ISTAT: We’re at the annual ISTAT AGM in Phoenix and we’ll be reporting throughout the event odds and ends (adding to this post initially, separate posts later on). So come back often.
- 40% of Airbus 2011 deliveries were via lessors: 115 through direct sale to lessors, 95 via lessor purchase-leaseback
- Lessor sees overlapping production of 737 NG with MAX, A320neo with CEO due to limited availability of production slots because of massive early neo/MAX commitments.
- Congressional targeting Ex-Im Bank financing is short-sighted; cutting funding will harm Boeing, GE, Pratt & Whitney.
- Airbus has delivered 10 A330-200Fs, four operators now.
- Undercurrent buzz about 737MAX. Watch for developments in the next weeks and months.
- Airbus about to start final assembly line for A350.
- Flight tests of Trent XWB going well.
- Airbus now advertising A350-1000 at 369 passengers, up from 350.

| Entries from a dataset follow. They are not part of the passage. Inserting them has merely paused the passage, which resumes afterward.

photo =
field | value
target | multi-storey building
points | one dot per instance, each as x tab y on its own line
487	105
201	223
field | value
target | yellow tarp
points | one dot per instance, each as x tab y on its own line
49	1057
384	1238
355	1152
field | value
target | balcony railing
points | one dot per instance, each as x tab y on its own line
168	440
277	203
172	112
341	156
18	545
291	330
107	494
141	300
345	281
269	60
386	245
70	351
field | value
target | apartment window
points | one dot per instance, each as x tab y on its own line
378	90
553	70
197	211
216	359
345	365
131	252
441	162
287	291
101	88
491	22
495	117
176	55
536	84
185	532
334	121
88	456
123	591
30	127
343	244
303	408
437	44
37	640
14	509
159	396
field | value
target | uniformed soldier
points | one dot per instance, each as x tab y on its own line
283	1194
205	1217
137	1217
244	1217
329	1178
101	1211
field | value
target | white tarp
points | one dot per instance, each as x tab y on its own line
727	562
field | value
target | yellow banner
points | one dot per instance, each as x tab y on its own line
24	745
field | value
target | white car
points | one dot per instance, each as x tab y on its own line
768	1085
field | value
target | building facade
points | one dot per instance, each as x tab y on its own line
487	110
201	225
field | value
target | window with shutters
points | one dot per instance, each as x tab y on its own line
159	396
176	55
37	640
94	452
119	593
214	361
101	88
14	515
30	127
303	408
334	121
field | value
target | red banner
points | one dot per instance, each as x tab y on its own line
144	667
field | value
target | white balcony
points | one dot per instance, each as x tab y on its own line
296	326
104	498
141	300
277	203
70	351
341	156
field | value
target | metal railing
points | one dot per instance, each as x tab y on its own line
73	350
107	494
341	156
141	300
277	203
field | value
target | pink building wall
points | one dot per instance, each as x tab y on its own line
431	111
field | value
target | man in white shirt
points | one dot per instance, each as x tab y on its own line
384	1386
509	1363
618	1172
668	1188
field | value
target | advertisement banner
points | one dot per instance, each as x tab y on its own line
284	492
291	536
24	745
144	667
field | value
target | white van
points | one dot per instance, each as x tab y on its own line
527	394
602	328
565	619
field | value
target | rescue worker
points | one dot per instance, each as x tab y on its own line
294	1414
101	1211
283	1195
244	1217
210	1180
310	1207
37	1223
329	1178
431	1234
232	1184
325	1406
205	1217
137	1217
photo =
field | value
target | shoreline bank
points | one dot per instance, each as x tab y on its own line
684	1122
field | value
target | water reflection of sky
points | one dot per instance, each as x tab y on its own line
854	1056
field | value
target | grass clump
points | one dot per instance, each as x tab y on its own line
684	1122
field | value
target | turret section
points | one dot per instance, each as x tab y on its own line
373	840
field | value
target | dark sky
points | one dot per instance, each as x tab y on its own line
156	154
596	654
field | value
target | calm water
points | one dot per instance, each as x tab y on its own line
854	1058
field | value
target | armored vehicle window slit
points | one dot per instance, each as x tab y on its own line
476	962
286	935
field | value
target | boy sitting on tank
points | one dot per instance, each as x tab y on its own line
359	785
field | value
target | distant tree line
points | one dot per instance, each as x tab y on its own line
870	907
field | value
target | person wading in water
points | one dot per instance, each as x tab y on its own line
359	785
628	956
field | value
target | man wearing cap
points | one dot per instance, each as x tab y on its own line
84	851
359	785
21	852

From Twitter, via Phil LeBeau of CNBC:
@Boeing says it has NOT changed its goal of building 10 Dreamliners per month by end of 2013.
Back to ISTAT:
- A321neo gains 600nm, A320neo gains 500nm.
- Average oil price 1968 non-inflation adjusted was $3.18bbl (that’s per barrel, not per gallon!).
- Airbus sold 448 A320ceo since launch of neo.
- Airbus competes 99% of the time against Boeing, not new entrants, for sales. Barriers to entry for a new aircraft type very high rather than changing fleet type.
Side trip to Ex-Im:
Take a read of this column on the Ex-Im Bank financing controversy.
Back to ISTAT:
- Mike Bair: We are in a march to put Airbus out of business in the twin-aisle space: 777 vs A340, 787 vs A330, 747-8 vs A380.
- 787-10 will have 50% lower operating costs than A340-600, Boeing’s Bair claims.
- 747-8I has turned out to be the darling of billionaires who have too much money–Bair.
- New revenue opportunities for long, thin routes validate the 787 like San Diego to Japan. Opening new markets and opportunities for customers.
- Boeing uses 162 seats in 737-800/8 vs A320ceo/neo 150 seat comparisons; Airbus uses 157 seats for the Boeing.
- Every engine/airframe combination has a sweet spot, a bucket’s flat area with 3-4 inches of fan diameter. In MAX’s case, this means the 68.4 inch fan is the sweet spot.
- Our intent is to build the MAX until the market decides it doesn’t want it any more.